Forum mythique du Dark Web, XSS.is aurait été décapité. L’arrestation de son administratrice marquera-t-il un tournant dans la lutte contre la cybercriminalité mondiale.
Une plaque tournante numérique : XSS.is, dix ans de cybercriminalité invisible
Depuis 2005, le forum XSS.is — d’abord connu sous le nom de DaMaGeLab — s’était érigé en sanctuaire du crime numérique. Véritable carrefour du renseignement criminel, il réunissait une élite du hacking aux profils aussi variés qu’experts : développeurs de malwares, cryptographes, spécialistes du phishing, experts en réseaux ou ingénieurs reversant des logiciels de sécurité. ZATAZ vous a souvent relaté les business malveillants mis en place sur XSS comme ce logiciel permettant de générer de fausses identités ou encore le bannissement du fondateur de LockBit.
XSS n’était pas un simple forum, mais un écosystème complet avec marketplace, manuels, bases de données et même cours vidéo. Le volet communication reposait sur un serveur Jabber sécurisé, thesecure.biz, conçu pour garantir l’anonymat des échanges. Une bulle opaque, pratiquement impénétrable pour les forces de l’ordre, jusqu’à ce que la justice française initie en juillet 2021 une opération d’envergure.
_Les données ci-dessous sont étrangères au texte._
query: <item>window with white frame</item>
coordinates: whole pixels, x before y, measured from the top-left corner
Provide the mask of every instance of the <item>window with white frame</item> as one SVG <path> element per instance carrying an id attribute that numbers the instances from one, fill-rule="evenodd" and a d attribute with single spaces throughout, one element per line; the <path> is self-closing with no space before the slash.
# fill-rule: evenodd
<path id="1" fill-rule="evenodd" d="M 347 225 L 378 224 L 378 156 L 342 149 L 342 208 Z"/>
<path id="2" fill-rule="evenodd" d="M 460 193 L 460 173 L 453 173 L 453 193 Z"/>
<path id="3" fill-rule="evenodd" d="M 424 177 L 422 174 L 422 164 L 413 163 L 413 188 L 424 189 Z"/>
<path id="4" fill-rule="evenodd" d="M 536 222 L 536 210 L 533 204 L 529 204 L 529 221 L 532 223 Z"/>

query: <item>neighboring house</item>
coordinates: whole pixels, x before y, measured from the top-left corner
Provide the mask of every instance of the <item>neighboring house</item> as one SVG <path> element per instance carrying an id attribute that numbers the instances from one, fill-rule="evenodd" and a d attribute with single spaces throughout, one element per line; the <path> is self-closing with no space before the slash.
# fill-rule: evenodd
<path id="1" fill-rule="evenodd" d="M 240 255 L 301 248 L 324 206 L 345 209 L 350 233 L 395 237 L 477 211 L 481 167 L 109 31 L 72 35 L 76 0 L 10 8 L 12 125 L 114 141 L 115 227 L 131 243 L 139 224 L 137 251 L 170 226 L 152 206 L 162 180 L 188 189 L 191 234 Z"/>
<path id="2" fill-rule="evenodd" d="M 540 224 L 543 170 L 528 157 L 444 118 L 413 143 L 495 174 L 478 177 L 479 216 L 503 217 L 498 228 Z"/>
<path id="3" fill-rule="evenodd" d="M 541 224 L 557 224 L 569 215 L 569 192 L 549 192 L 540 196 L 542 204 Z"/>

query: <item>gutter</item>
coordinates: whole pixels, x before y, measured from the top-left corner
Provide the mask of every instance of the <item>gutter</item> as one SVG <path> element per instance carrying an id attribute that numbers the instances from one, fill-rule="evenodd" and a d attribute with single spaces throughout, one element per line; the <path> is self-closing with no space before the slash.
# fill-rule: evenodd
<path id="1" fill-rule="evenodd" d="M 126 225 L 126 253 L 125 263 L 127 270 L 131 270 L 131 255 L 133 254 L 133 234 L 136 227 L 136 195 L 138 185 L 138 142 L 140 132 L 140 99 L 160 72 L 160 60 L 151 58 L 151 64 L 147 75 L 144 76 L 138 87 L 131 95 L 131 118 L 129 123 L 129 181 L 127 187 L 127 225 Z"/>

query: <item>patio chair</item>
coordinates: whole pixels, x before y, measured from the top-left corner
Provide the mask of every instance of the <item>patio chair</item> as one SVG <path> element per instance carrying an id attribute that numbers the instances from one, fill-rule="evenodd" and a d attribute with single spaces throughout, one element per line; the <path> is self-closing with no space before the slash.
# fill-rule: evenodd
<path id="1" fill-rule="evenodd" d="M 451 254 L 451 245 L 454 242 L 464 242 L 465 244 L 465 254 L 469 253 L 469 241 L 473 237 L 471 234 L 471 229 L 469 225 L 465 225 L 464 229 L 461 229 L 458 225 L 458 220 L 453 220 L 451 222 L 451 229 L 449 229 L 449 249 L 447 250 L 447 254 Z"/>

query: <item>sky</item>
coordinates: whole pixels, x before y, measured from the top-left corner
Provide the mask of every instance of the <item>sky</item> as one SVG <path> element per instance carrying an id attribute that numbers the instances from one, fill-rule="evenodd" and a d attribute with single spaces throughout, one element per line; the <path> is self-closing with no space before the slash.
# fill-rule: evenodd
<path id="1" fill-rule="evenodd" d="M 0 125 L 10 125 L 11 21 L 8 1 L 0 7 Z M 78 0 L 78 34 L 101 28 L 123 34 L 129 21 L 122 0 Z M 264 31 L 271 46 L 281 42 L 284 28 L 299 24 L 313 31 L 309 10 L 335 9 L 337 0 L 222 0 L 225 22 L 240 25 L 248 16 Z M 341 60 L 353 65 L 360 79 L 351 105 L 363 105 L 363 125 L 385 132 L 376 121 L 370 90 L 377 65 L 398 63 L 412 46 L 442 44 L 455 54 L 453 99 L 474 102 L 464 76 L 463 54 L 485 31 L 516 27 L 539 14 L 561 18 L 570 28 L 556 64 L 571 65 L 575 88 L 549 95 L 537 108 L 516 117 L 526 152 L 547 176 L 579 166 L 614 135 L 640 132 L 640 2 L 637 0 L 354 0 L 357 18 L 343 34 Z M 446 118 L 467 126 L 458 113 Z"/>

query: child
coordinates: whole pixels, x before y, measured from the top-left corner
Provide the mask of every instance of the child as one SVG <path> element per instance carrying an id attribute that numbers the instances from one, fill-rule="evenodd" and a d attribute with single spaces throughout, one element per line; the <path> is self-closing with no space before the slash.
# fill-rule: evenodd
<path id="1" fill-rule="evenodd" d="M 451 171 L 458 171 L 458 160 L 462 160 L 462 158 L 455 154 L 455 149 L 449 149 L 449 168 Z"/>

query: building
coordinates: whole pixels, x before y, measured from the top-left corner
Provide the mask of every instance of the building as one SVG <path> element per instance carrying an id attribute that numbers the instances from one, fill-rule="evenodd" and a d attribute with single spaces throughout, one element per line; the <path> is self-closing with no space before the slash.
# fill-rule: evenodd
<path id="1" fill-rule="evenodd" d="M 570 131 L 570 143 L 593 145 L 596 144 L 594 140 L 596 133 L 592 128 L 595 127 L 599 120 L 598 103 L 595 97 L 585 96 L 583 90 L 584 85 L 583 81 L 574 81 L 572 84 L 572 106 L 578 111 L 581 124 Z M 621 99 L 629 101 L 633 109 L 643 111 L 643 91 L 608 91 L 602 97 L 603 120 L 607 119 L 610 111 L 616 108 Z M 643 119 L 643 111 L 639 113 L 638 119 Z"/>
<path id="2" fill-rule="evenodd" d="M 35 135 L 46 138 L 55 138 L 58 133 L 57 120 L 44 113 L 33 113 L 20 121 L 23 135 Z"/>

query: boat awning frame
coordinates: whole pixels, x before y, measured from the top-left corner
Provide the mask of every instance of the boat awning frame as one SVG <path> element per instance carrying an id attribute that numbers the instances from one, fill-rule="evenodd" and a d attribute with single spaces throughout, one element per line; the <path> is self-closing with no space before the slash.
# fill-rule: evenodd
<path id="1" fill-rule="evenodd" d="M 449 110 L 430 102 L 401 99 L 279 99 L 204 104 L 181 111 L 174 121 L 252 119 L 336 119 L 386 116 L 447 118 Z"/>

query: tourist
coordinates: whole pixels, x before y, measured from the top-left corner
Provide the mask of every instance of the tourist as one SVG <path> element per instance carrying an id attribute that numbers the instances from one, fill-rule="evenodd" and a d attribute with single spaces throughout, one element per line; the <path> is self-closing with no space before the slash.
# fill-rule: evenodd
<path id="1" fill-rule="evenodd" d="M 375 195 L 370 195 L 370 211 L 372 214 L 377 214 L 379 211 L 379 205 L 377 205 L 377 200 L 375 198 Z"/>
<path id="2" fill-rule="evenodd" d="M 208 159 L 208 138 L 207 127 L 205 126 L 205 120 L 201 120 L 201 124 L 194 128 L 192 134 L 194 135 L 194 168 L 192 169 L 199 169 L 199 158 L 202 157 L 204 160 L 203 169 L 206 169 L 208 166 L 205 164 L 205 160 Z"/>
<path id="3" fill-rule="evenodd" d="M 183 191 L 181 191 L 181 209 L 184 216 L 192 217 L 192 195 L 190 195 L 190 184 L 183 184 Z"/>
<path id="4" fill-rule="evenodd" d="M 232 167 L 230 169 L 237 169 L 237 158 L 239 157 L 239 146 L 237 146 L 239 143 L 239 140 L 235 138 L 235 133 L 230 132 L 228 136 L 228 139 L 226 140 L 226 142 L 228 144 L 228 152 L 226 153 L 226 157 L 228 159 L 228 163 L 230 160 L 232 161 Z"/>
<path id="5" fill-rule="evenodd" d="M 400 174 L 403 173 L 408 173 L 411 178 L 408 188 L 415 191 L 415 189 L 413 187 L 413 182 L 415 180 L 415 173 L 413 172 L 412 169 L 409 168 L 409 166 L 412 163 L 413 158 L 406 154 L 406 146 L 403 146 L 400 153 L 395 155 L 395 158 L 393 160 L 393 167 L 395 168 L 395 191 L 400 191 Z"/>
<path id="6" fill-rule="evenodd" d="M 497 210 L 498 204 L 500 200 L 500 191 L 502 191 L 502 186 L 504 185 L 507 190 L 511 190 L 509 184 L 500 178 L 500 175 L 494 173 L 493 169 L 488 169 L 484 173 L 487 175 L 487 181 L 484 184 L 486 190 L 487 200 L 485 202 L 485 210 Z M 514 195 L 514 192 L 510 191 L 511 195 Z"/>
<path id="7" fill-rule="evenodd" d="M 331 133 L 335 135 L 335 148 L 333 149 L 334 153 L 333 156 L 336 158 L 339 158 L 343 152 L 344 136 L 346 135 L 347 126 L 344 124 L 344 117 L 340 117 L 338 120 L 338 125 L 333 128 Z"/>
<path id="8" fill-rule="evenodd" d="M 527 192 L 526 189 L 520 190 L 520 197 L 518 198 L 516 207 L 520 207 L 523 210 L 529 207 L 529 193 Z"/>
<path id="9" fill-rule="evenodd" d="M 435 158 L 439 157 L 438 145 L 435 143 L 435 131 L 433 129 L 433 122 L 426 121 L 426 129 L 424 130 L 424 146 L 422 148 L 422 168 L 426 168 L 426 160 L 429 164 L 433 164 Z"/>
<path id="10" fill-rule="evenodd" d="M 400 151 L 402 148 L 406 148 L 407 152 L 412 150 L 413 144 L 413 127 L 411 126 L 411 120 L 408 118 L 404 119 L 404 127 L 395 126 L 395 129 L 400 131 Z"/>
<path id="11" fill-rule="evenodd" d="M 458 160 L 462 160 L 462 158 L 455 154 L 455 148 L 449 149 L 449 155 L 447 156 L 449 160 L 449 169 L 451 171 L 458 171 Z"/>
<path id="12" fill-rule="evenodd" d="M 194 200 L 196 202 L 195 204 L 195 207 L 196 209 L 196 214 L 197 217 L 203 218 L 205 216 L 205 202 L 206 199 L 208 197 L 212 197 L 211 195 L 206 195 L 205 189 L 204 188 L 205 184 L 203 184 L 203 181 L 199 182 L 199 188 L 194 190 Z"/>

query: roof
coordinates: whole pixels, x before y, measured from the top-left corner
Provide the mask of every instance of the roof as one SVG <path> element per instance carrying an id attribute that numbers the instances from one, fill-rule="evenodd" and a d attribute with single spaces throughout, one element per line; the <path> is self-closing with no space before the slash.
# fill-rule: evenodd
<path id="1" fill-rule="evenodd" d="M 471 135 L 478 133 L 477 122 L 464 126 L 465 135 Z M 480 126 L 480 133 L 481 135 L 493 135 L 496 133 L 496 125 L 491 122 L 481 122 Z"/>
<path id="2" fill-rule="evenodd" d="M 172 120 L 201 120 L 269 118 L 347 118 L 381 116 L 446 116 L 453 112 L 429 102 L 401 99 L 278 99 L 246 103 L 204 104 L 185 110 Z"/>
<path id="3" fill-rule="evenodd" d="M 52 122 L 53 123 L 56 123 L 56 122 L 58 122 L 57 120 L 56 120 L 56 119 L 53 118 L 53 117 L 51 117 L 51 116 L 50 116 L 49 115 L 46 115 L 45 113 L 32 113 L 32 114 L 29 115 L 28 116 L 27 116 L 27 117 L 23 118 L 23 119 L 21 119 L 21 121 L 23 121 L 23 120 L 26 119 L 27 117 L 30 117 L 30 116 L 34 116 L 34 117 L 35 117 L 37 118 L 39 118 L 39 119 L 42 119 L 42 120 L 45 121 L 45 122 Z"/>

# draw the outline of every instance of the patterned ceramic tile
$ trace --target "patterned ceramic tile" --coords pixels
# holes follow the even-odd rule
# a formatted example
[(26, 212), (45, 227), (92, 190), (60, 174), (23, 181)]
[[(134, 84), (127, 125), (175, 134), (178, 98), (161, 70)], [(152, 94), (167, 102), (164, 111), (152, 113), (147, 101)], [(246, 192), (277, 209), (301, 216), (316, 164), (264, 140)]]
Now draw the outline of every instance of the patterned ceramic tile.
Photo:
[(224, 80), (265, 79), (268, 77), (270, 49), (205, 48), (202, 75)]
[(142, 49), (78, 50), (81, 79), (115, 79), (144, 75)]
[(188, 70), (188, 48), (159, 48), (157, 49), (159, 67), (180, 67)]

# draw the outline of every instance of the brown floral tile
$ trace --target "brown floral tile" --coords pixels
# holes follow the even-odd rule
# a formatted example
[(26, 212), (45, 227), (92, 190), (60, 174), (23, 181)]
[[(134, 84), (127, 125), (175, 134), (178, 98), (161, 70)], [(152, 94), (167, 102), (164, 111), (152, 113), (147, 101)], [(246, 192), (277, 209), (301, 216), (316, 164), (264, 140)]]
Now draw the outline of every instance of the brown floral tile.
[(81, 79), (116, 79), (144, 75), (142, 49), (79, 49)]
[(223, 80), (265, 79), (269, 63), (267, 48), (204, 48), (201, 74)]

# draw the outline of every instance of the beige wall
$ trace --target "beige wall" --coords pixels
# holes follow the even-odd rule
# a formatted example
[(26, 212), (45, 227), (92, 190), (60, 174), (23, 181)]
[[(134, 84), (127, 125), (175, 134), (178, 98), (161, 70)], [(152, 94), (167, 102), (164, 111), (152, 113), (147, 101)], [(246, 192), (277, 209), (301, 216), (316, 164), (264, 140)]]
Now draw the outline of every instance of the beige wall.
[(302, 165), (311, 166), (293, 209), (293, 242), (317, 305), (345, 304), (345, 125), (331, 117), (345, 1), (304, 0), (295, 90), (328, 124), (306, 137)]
Les membres de XSS.is ne vendaient pas seulement des outils malveillants. Ils orchestraient de véritables services à la carte : accès à des serveurs RDP compromis, bases de données bancaires volées, packs de phishing prêts à l’emploi, proxies bulletproof, ou encore kits de ransomwares avec accompagnement technique. Les échanges y étaient d’un professionnalisme glaçant, entre experts cyber et clients anonymes. La grande majorité des discussions étaient en Russe.
En dix ans, le site a généré au moins 7 millions de dollars (environ 6,47 millions d’euros) de bénéfices, selon les chiffres révélés par la procureure de Paris, Laure Beccuau. Mais ces estimations pourraient être très en dessous de la réalité tant le forum était tentaculaire.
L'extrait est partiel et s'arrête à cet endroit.